45.

Becoming CEO

Medical Manager Corporation was born out of a successful IPO on February 2, 1997. Out here in the woods of Alachua, not only did I maintain my position as president of our large R&D facility, but I also became CEO and chairman of the board of directors of the new company. I was completely naive as to how much work I would be taking on as CEO. I quickly realized that it was going to require all the one-pointed focus I had developed through my years of meditation. I had surrendered, and this was the task life had given me. That made it part of my spiritual journey, and I was fully prepared to devote myself to it to the absolute best of my ability.

The first thing I did was take the steps necessary to assure that I would know what was going on in the company. I was in Alachua, and a group of independent-minded executives accustomed to running their own businesses were scattered around the country. If I was going to take responsibility for the company, a thorough flow of information needed to pass across my desk. This was going to require regular group conference calls and an enormous amount of reporting to keep up with what everyone was doing. When I announced that each executive had to turn in a weekly report on the major activities under their domain, there was definitely some grumbling. But together we had an enormous amount of experience, and I wanted the group-mind making decisions, not any one person’s mind.

It wasn’t long, however, before I realized that I couldn’t possibly keep up with all the weekly status reports plus be properly prepared for the executive conference calls. I needed some serious help, and as you may have guessed by now, that is exactly what I got.

We won’t call it a miracle, but this time life’s magic showed up in the form of a young lady named Sabrina. Paul Dobbins had met her years earlier at one of our national dealer seminars, and apparently, it was love at first sight. Not too long after that, Paul informed us that Sabrina was moving here, and they were getting married. I didn’t know Sabrina, and I was concerned that Paul expected her to move into a yoga-based spiritual community when she wasn’t even into yoga or meditation. He assured me that she would fit in just fine, and he also informed me that I would be very pleased to have her work at the company. Surrender, surrender, surrender—like I had a choice.

As it turns out, Sabrina’s family business was a small Medical Manager dealership in California. She had been selling, installing, and supporting practice management software since she was thirteen years old.
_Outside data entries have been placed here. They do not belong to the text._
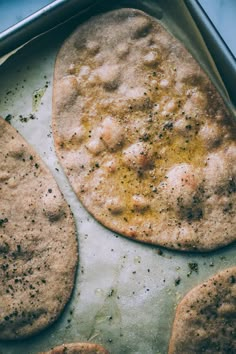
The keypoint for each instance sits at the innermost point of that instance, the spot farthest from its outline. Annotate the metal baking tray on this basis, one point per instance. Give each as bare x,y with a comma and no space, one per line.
126,292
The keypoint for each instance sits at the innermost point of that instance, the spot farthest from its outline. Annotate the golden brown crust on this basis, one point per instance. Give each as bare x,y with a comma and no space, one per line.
142,134
38,248
205,320
78,348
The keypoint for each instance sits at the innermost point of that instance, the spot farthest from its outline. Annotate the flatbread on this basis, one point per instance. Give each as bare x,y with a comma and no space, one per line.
144,138
38,247
205,320
78,348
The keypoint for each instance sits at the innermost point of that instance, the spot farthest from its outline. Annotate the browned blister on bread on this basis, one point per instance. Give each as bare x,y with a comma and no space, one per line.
38,247
142,134
205,320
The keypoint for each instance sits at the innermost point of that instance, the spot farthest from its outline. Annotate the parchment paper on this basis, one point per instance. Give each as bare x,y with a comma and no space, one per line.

Though she was only twenty-two when she began working at Personalized Programming, and had never even been to college, I soon found out that senior-level business analysis was completely natural to her. Despite the fact that she had no prior experience at this level, Sabrina was the person I turned to for executive help when I became CEO.

With Sabrina at my side, one of my main responsibilities as CEO became growing the company. Fortunately, this was no ordinary company; the prospects for growth in the newly created Medical Manager Corporation were phenomenal. To start with, our growth would come naturally as we acquired our dealers. We had close to two hundred dealers, many of which would be very good acquisitions for us. As long as we had a steady stream of new dealers merging into the company, we had a natural source of growth.

Much more interesting to me, however, was the tremendous growth that could come from our ability to electronically connect our enormous number of doctors to the rest of the health-care industry, including insurance companies, laboratories, and pharmacies. Once we rolled support of our practices under one roof, we could provide a level of automation for the health-care system that would not only cut costs but also result in improved efficiency and patient care.

I sat down with Sabrina and told her that getting our hundred-thousand-plus doctors fully up on electronic claims and other health-care transactions was going to be our first new corporate business initiative. I then informed her that she was going to be in charge. This was the birth of what we called Medical Manager Network Services. The success of this venture at so many levels was practically incomprehensible. It started out as an inspired vision and grew into a $100-million-a-year line of business. In a very short period of time, we led the industry in electronic transactions.

Over the next two years, the company grew by leaps and bounds. We kept acquiring more and more of our dealers, and our nationwide presence meant we could provide our services to larger and larger clients. Meanwhile, I never worked so hard in my life. But it didn’t burn me out. In fact, it had the opposite effect. The more I let go of “Mickey” and just committed myself to the task life had given me, the more the spiritual energy flow increased within me. It was as though by aligning myself with life’s outer flow, the beautiful, inward flow of energy was naturally strengthened. By now, I had become thoroughly convinced that the constant act of letting go of one’s self-centered thoughts and emotions was all that was needed for profound personal, professional, and spiritual growth.